For the purposes of this piece, I will offer you recent data showing that financial professionals can have a positive impact on investors' perception of retirement security. According to LIMRA,4 a worldwide association of insurance and financial services companies, consumers who work with a financial professional are:
Further, eight in 10 consumers who work with an advisor believe that he or she helps them in ways they would not be able to achieve on their own.4 Does this mean that you need to work with a financial professional to attain a higher level of retirement security? Of course not. Could a financial professional be part of your recipe, now or in the future? It's certainly possible. I urge you to gather as much data as possible on the value of a financial professional (as well as the opposite) so you can complete your own analysis and draw your own conclusions.
RETIREMENT SECURITY AND THE POWER OF KNOWLEDGE
A third, and equally important facet of retirement security (in my opinion), is the knowledge you gather on your own. I encourage you to do the research, find your favorite types of content and mediums and make financial education materials part of your recurring reading list.
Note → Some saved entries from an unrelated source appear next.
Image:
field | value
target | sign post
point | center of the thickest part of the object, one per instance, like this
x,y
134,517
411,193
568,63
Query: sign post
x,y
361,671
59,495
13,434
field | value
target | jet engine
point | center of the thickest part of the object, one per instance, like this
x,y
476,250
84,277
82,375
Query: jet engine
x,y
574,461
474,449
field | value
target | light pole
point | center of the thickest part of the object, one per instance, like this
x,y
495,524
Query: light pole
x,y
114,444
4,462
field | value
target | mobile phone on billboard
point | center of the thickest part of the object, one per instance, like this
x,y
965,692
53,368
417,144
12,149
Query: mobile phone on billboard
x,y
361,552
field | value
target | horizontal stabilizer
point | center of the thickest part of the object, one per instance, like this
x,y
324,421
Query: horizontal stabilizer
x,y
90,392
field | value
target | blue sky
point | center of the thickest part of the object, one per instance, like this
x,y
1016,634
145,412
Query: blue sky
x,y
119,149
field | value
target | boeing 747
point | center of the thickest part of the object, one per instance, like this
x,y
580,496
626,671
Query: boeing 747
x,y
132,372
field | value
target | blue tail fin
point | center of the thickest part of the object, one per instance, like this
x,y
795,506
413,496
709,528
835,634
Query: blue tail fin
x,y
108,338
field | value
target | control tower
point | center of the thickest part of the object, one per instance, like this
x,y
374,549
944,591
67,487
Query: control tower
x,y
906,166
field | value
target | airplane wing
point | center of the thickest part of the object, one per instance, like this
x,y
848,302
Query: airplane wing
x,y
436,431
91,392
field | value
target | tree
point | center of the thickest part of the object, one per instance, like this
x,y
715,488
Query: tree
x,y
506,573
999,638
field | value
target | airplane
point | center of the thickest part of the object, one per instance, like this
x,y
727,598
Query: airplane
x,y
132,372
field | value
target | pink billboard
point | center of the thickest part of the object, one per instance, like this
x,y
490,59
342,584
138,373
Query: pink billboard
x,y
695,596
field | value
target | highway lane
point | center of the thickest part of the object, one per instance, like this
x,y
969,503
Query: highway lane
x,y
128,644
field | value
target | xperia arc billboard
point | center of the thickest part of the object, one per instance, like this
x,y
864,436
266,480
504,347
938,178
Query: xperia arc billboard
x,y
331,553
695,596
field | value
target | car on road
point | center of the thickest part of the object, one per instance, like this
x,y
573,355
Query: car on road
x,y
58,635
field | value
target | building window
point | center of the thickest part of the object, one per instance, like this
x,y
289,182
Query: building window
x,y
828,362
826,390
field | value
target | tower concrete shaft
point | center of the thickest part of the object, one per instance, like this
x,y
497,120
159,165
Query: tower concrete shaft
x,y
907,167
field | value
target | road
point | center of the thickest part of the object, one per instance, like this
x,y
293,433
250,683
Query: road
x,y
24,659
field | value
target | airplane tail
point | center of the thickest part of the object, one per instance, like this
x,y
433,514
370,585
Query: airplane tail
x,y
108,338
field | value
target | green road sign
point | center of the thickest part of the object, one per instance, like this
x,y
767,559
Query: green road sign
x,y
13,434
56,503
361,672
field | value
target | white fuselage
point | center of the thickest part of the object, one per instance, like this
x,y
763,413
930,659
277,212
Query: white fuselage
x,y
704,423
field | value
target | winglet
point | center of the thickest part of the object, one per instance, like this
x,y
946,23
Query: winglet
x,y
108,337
Remember, every investor is unique, and what works for you might not work for your neighbor (or vice versa). Because retirement security is so personal, it's also subjective, meaning that no amount of money or planning is the "right" amount. Ultimately, retirement security hinges on how you feel. If you've crafted your recipe with love and care and followed your own instructions faithfully, I hope you can crack a smile when you think about pulling the final product out of the oven.
1 n.a. (2015). Retirement Security. Annuity Digest. Retrieved from AnnuityDigest.com.
2 Rankin, L. (January 31, 2013). How Fear Makes You Sick. LissaRankin.com. Retrieved from LissaRankin.com.
3 n.a. (February 4, 2015). American Psychological Association Survey Shows Money Stress Weighing on Americans' Health Nationwide. American Psychological Association. Retrieved from APA.org.
4 n.a. (2015). Informing the Debate: Facts About Retirement Security. LIMRA Secure Retirement Institute. Retrieved from LIMRA.com.